In 1976, subsection (b) of section 2040 was added to the Code by section 2002(c)(1) of the Tax Reform Act of 1976 (TRA 76), Pub. L. 94-455, 90 Stat. 1520, 1855. 6 The 1976 amendment created a special rule where the joint tenants were husband and wife. If the interest was a "qualified joint interest", 7 only one-half of the value of the property owned in joint tenancy was includable in the decedent's gross estate, without regard to which spouse furnished the consideration to acquire the jointly held property. 8 TRA 76 sec. 2002(d)(3), 90 Stat. 1856, provided an effective date for the new 50-percent inclusion rule of section 2040(b), making it applicable to "joint interests created after December 31, 1976."
Congress amended section 2040 again in 1978, with the addition of subsections (c), (d), and (e). Revenue Act of 1978, Pub. L. 95-600, secs. 511(a) and 702(k)(2), 92 Stat. 2763, 2881, 2932. Essentially, these subsections provided a mechanism whereby an election could be made to treat joint interests created prior to 1977 as "qualified joint interests" subject to the 50-percent inclusion rule of section 2040(b).
The final relevant amendment to section 2040 took place in 1981. Subsections (c), (d), and (e), which had been adopted in 1978, were repealed.
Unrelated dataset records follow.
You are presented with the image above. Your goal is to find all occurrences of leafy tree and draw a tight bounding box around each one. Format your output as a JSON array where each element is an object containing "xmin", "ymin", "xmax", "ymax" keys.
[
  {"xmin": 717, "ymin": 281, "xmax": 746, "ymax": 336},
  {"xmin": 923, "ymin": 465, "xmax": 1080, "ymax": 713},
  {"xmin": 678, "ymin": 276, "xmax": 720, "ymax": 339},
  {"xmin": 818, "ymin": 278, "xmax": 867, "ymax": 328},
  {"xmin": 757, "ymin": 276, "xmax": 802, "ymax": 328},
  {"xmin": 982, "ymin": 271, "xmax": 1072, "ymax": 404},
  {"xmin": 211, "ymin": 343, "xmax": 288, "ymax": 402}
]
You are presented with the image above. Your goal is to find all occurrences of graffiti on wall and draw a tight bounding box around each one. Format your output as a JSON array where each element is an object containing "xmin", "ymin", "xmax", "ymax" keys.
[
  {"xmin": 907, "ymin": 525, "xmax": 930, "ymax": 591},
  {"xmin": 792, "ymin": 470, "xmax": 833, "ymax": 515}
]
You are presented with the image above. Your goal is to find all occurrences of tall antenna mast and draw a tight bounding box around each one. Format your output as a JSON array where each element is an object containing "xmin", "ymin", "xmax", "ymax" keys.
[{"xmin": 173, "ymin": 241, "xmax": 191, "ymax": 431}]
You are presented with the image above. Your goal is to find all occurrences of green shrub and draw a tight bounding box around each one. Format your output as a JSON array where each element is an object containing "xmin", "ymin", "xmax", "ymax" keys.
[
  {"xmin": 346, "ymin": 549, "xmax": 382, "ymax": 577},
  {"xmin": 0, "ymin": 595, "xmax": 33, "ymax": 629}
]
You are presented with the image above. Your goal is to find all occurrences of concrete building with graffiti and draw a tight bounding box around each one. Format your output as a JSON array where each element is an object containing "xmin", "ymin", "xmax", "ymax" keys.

Economic Recovery Tax Act of 1981 (ERTA), sec. 403(c)(3), Pub. L. 97-34, 95 Stat. 172, 302. The definition of a "qualified joint interest" in section 2040(b)(2) was redefined to eliminate the requirement that the creation (or recreation) of the joint interest be treated as a gift. 11 ERTA sec. 403(c)(1); 95 stat. 301-302. However, the operational provision of section 2040(b)(1), providing for 50 percent inclusion, was not changed. The effective date provision of the 1981 amendment made these changes applicable "to the estates of decedents dying after December 31, 1981." ERTA sec. 403(e)(1), 95 Stat. 305.